An Explainable XGBoost Model That Maps Breast Cancer Nuclear Biomarkers to Specific Genes and Pathways
Keywords:
Breast cancer, XGBoost, explainable artificial intelligence (XAI), genetic biomarkers, nuclear morphometry, feature importance, Breast Cancer, cancer geneticsAbstract
Breast cancer remains a leading cause of cancer mortality worldwide, with over 2.26 million new cases and 684,000 deaths in 2020. Although next generation sequencing has advanced mutation detection, interpreting high dimensional morphological and genomic data remains challenging. Most machine learning models operate as “black boxes” lacking biological interpretability.
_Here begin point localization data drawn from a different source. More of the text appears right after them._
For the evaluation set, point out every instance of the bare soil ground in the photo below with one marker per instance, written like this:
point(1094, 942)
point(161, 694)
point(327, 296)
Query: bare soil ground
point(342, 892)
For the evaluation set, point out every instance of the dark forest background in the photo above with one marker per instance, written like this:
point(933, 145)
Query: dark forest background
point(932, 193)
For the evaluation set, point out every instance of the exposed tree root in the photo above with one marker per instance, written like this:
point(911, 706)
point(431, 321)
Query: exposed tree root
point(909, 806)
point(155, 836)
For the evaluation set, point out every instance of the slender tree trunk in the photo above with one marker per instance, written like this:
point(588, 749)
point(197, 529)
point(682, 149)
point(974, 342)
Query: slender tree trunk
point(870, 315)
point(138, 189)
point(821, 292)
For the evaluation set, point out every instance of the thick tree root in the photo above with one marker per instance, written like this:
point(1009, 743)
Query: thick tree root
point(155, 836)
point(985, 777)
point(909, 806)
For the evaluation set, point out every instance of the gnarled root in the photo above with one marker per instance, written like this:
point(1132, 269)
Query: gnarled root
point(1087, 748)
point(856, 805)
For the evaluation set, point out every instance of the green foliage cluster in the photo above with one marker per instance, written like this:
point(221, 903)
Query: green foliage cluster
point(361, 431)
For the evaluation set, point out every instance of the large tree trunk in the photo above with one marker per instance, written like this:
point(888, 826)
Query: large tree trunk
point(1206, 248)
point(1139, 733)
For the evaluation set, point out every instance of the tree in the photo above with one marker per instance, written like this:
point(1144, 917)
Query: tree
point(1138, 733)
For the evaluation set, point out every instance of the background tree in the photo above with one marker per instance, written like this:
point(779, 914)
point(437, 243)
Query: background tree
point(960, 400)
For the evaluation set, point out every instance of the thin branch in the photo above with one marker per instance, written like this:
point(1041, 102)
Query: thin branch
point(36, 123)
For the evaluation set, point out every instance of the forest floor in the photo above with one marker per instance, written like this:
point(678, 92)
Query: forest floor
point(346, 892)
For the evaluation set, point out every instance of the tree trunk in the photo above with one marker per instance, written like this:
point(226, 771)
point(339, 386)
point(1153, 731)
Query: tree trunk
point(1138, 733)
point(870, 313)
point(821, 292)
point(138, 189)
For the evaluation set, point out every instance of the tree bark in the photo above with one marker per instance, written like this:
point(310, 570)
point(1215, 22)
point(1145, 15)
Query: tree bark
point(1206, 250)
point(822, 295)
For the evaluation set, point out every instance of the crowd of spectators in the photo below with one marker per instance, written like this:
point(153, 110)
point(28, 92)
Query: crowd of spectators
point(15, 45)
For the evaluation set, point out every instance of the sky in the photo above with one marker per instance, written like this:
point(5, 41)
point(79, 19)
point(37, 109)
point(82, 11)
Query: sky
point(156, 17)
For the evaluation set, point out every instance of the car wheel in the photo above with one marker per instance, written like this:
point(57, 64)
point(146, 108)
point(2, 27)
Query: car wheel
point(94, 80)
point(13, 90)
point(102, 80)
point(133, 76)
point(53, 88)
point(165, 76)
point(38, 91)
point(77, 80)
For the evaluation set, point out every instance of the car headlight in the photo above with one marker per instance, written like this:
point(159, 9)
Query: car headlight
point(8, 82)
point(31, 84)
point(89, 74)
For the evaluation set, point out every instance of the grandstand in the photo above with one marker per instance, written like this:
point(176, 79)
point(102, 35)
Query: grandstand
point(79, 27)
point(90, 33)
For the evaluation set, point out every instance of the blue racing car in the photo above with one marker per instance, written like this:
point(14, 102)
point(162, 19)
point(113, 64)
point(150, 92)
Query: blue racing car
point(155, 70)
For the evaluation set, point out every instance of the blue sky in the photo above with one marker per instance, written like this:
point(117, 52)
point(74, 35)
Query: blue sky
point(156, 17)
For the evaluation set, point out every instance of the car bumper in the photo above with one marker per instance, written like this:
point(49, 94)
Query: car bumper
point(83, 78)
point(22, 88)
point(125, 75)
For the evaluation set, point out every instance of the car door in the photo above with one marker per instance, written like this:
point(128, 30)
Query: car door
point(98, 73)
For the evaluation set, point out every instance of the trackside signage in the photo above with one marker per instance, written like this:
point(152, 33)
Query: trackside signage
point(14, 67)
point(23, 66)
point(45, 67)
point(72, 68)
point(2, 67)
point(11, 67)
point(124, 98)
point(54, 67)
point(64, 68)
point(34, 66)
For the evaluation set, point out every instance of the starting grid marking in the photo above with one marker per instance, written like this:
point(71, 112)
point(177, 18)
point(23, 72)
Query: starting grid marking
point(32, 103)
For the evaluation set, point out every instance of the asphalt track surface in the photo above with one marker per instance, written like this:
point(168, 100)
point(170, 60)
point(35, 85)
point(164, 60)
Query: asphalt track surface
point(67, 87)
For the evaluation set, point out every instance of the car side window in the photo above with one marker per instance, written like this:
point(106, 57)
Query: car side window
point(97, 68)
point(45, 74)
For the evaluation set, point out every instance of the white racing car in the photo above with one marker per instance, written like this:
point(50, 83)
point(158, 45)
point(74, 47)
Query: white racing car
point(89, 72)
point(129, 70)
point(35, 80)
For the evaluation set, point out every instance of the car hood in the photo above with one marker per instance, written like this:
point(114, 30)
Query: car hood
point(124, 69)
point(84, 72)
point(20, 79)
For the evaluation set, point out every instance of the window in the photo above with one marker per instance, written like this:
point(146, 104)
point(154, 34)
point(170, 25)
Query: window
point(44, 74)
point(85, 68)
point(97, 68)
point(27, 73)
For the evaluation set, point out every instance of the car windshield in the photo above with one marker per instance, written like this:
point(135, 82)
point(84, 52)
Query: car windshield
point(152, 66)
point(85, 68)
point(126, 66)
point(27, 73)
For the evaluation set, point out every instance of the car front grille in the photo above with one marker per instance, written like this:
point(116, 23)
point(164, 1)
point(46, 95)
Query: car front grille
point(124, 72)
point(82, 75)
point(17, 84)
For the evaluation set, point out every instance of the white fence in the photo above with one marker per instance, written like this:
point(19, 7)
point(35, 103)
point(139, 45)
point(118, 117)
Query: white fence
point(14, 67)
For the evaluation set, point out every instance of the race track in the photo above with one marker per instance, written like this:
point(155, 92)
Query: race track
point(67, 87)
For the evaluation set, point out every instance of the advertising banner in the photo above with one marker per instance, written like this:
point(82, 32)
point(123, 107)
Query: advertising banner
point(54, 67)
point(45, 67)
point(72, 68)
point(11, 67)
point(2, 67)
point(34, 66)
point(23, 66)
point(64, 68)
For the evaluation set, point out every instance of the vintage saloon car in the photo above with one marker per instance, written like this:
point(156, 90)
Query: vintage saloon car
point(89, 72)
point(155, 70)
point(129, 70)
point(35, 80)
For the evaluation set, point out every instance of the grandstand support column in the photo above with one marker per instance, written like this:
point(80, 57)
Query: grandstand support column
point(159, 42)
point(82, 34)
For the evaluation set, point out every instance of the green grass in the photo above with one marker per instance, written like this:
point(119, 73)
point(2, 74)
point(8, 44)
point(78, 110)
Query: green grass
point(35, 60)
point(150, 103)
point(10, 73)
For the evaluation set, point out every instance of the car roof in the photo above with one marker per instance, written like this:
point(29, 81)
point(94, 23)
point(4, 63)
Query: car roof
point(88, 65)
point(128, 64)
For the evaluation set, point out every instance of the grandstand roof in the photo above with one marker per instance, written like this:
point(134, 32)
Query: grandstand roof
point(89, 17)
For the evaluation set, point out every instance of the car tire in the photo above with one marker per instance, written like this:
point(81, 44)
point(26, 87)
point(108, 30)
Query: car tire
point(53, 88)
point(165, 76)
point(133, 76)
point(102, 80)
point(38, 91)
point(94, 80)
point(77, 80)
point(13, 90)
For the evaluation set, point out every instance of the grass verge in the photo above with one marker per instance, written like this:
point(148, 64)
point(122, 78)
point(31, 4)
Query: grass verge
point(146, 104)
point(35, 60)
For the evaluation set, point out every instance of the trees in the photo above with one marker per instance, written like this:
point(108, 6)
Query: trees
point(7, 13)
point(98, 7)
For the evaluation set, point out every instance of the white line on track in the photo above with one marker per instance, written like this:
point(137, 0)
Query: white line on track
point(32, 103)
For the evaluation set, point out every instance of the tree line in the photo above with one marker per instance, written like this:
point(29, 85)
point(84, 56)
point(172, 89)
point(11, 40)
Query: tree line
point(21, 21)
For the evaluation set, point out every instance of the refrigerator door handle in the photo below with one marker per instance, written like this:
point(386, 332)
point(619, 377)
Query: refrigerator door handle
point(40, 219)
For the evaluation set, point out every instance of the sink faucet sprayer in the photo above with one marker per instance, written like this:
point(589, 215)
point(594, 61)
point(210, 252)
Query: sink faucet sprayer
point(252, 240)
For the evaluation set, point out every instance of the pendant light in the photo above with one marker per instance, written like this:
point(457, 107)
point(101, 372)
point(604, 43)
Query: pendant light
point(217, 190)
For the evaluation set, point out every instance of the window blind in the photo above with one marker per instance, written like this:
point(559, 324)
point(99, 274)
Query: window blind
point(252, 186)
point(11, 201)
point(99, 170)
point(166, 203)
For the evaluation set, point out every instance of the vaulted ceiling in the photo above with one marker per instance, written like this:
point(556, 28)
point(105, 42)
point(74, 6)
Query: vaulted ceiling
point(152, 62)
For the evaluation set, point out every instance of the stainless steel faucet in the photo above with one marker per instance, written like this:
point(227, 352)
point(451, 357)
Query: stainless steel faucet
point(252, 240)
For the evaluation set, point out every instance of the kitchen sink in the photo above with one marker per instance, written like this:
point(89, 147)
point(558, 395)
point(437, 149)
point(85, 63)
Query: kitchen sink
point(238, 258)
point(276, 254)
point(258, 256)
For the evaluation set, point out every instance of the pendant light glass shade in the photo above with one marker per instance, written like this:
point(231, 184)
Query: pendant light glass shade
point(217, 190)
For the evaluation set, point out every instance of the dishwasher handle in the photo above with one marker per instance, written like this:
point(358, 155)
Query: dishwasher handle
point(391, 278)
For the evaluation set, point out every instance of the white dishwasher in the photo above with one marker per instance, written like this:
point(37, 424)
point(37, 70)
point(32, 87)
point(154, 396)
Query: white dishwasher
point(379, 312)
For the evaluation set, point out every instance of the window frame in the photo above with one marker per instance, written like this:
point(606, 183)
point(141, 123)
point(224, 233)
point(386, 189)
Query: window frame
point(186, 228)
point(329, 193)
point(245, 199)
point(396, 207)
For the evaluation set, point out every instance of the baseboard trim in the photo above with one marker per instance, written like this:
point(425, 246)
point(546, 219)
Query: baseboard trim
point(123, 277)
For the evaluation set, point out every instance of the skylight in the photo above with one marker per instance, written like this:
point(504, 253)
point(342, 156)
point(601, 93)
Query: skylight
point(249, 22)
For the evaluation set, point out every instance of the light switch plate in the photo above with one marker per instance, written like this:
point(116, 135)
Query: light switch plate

This study develops an explainable AI framework using XGBoost on the Wisconsin Breast Cancer dataset (569 samples, 30 nuclear features) to classify malignancy and map morphological biomarkers to specific genes. The model achieved 97.3% accuracy, 0.98 sensitivity, 0.96 precision, and an AUC of 0.99.The top biomarkers worst concave points, worst perimeter, and worst area—were genetically linked to nuclear envelope instability (LMNA, LMNB1), actin dysregulation (ACTN4, CTNNA1), aneuploidy (MYC, E2F1), and epigenetic changes (EZH2). Chromatin texture was independent of nuclear size (r ≤ 0.37), indicating separate genetic controls. Unlike prior studies that report accuracy without biological grounding, this work offers testable genetic hypotheses and a clinically actionable pre screening tool for genetic laboratories, reducing unnecessary invasive procedures and advancing precision medicine.